8.2 Key rule: keep one source of truth
Use one canonical worksheet or flat-file source for metadata authoring, then derive the export files from it. Do not hand-edit multiple near-duplicate files and hope they stay aligned.
8.3 Core files in this layer
| File | Purpose |
|---|---|
cu_metadata.csv |
CU context, method notes, provenance, interpretation |
wsp_metric_specs.csv |
metric settings, benchmark fields, CU-level status config |
codes.csv |
controlled vocabularies and permitted values |
metadata_notes.md |
unresolved items, ownership, caveats |
metadata_field_definitions.csv |
recommended field dictionary for maintainers |
published_integrated_statuses.csv |
optional comparison input |
8.4 What cu_metadata.csv should carry
At minimum, keep fields that answer these questions:
- What CU is this?
- What data sources and method produced the series?
- What interventions or caveats affect interpretation?
- Who reviewed it, when, and with which versioned inputs?
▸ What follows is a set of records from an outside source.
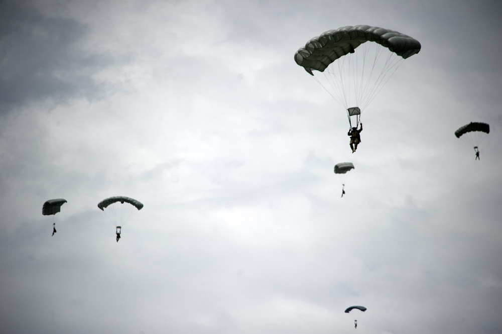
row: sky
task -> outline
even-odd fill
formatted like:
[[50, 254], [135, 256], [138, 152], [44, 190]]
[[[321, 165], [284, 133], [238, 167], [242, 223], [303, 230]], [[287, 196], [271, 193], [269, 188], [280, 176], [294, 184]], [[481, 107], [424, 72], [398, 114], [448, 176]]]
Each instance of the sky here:
[[[0, 1], [0, 331], [502, 333], [500, 13]], [[422, 49], [352, 154], [346, 112], [294, 55], [360, 24]], [[479, 161], [454, 135], [471, 122], [490, 125]], [[118, 195], [144, 207], [117, 242], [97, 203]]]

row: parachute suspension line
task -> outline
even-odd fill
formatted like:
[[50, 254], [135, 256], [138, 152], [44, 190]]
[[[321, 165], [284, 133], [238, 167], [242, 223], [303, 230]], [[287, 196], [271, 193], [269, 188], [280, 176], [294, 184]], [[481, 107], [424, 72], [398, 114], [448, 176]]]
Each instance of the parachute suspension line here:
[[[367, 50], [369, 50], [369, 48], [363, 49], [365, 53]], [[366, 81], [366, 86], [364, 91], [362, 93], [362, 96], [366, 96], [366, 97], [364, 98], [364, 101], [361, 103], [361, 110], [363, 108], [365, 108], [378, 95], [382, 89], [392, 77], [396, 70], [399, 67], [399, 65], [404, 60], [403, 58], [397, 56], [394, 53], [389, 53], [385, 63], [382, 67], [380, 73], [373, 82], [371, 76], [373, 72], [375, 71], [375, 69], [376, 69], [376, 64], [381, 62], [379, 60], [384, 51], [385, 51], [385, 48], [379, 45], [375, 48], [375, 56], [370, 71], [369, 77]], [[369, 66], [368, 67], [369, 67]], [[378, 69], [376, 69], [376, 71], [378, 71]]]
[[105, 214], [114, 227], [124, 225], [137, 211], [138, 209], [134, 205], [119, 202], [109, 205], [104, 210]]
Useful field groups include:
- CU identity and aliases,
- source systems and year coverage,
- estimation mode,
- benchmark-compatibility notes,
- intervention and enhancement notes,
- review status and provenance.
8.5 What wsp_metric_specs.csv should carry
This file is the machine-facing spec for downstream metric/status tools.
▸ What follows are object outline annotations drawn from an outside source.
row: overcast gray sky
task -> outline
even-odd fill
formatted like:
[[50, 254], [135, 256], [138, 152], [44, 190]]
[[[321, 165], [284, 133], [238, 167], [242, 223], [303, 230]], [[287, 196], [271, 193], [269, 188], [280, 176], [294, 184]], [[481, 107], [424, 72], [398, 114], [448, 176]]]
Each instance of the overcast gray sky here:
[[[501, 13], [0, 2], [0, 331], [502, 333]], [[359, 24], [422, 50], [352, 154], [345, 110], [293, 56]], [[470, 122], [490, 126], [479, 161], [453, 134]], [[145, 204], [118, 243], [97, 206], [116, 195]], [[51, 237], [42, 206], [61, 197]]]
At minimum, make the metric choices explicit for each CU:
- identity/context fields (
CU_ID,CU_Name,Group), - abundance / trend metric selection,
- generation and smoothing settings,
- cyclic benchmark flags,
- lower and upper benchmarks,
- notes on disabled or non-applicable metrics.
If a metric is enabled, the supporting benchmark fields should be present and interpretable.
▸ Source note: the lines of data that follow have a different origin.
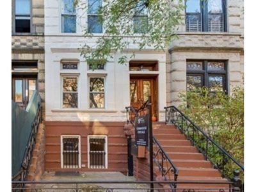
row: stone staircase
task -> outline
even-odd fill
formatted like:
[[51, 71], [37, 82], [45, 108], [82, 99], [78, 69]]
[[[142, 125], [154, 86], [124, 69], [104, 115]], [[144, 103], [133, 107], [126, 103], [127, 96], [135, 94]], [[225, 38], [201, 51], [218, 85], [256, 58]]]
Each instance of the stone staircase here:
[[[165, 125], [157, 123], [153, 124], [153, 134], [159, 141], [161, 147], [175, 165], [179, 169], [177, 181], [214, 181], [225, 182], [227, 179], [221, 176], [220, 172], [213, 168], [210, 161], [206, 161], [204, 156], [197, 148], [193, 146], [185, 135], [173, 125]], [[156, 165], [154, 167], [155, 175], [157, 179], [162, 180], [161, 172]], [[169, 173], [169, 178], [173, 179], [173, 173]], [[184, 189], [196, 188], [191, 191], [220, 191], [220, 189], [228, 188], [227, 184], [179, 184], [177, 191], [183, 191]], [[216, 189], [203, 190], [202, 189], [214, 188]]]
8.6 Controlled vocabularies belong in codes.csv
Do not bury permitted values in prose. Record them.
A minimal code-list structure is:
field_namecodelabeldefinitionstatus(current,proposed,deprecated)notes
This is especially helpful for metric types, verification states, intervention flags, and any controlled status labels.
8.7 Spreadsheet / Google Sheet normalization rules
If metadata is maintained in a sheet, document the export rules explicitly:
- retain a raw export,
- exclude
READMEor instruction tabs from normalized exports, - use one approved delimiter for repeatable values,
- validate that multi-value fields do not mix delimiters,
- flag placeholder text such as
TBDorTEXTbefore release.
The point is not bureaucracy. It is avoiding silent cell-format nonsense.
8.8 Minimum validation script
m <- read.csv("cu_metadata.csv")
s <- read.csv("wsp_metric_specs.csv")
stopifnot(!any(names(m) == ""))
stopifnot(!any(names(s) == ""))
stopifnot(all(c("CU_ID", "CU_Name", "Species") %in% names(m)))
stopifnot(all(c("CU_ID", "CU_Name") %in% names(s)))
stopifnot(!any(is.na(m$CU_ID) | m$CU_ID == ""))
stopifnot(!any(duplicated(m["CU_ID"])))
stopifnot(setequal(unique(m$CU_ID), unique(s$CU_ID)))Add stricter field checks for your release, but at minimum catch blank columns, missing CU IDs, and CU/spec mismatches between files.